The Biggest Challenge to EMV MigrationLeader of Booster Group Identifies Hurdles
The biggest challenge the U.S. must overcome in its migration toward chip cards is getting the necessary software tested and installed on POS terminals, says Randy Vanderhoof, executive director of the EMV Migration Forum.
"We can get cards into the market, and we can get terminals installed in the stores, but the part that's the most difficult is getting the software on those terminals through the very complex, costly and time-consuming testing and certification process," he says.
Another challenge is "getting all of the various third parties that are involved in this payments ecosystem ... aligned and under the common EMV processing standards. Getting them all working together is proving to be a very complex task," Vanderhoof adds.
In an interview with Information Security Media Group, Vanderhoof says that 2014 will be a pivotal year for the U.S.'s migration from magnetic-stripe payments technology toward chip-enabled payments that conform to the Europay, MasterCard, Visa standard, better known as EMV.
By the end of this year, Vanderhoof predicts that the U.S. will have approximately 120 million EMV cards, out of a total of 1.2 billion debit and credit cards, in circulation, and 4.5 million EMV-enabled payments terminals installed, out of a total of 12 million POS terminals in place at merchants.
The massive retail breaches that came to light earlier this year are helping build momentum for EMV, Vanderhoof says. "EMV won't prevent breaches, but it does devalue the data," he explains. "So even if attackers get in, the data they may steal would not be something that could be converted and used for fraud."
Chip cards using the EMV standard contain an embedded microprocessor that stores and processes encrypted information, ultimately devaluing that data so that it is difficult to copy or counterfeit.
The EMV Migration Forum is a cross-industry group that helps merchants and banking institutions successfully complete their adoption of EMV technology by October 2015 - the liability shift date set by the card brands for fraud that results from face-to-face magnetic-stripe payments.

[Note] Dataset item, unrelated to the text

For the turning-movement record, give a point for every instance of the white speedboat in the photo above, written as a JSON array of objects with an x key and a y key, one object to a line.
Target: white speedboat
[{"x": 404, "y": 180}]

Until October 2015, banking institutions, as card issuers, must ensure that consumers affected by fraudulent card transactions are reimbursed. After the EMV liability shift date, if fraud results from the compromise of a mag-stripe card transaction, the merchant will be held liable if it is not equipped to accept chip-card transactions that conform to EMV.
A majority of top-tier U.S. merchants and card issuers are on target to have their migrations completed by the October 2015 target date, Vanderhoof says.
Credit Overshadows Debit
So far, EMV credit-card issuance has overshadowed EMV debit-card issuance, Vanderhoof says. That's because debit has faced payments-processing challenges - some of which relate to merchant processing options mandated by the Durbin Amendment to the Dodd-Frank Wall Street Reform and Consumer Protection Act (see Court Ruling: A Fraud Prevention Boost?).
Now that specifications for debit processing are being worked out, Vanderhoof says the market should see an uptick in EMV debit issuance and acceptance by the end of this year.
During this interview, Vanderhoof discusses:
- The short-term challenges dual EMV and mag-stripe payments will pose for merchants and issuers;
- How mobile payments could impact the EMV migration; and
- Why big investments in consumer education regarding the transition from the mag-stripe to the chip will be a necessity.
Vanderhoof is the executive director of the Smart Card Alliance, a not-for-profit, multi-industry association of more than 180 member firms working to accelerate the widespread acceptance of smart card technology in North America and Latin America. He has directed the transformation of the organization from primarily a networking organization into a diverse, education-oriented, international, multi-industry group that helps stimulate the adoption of all forms of smart cards for electronic payments and digital security applications.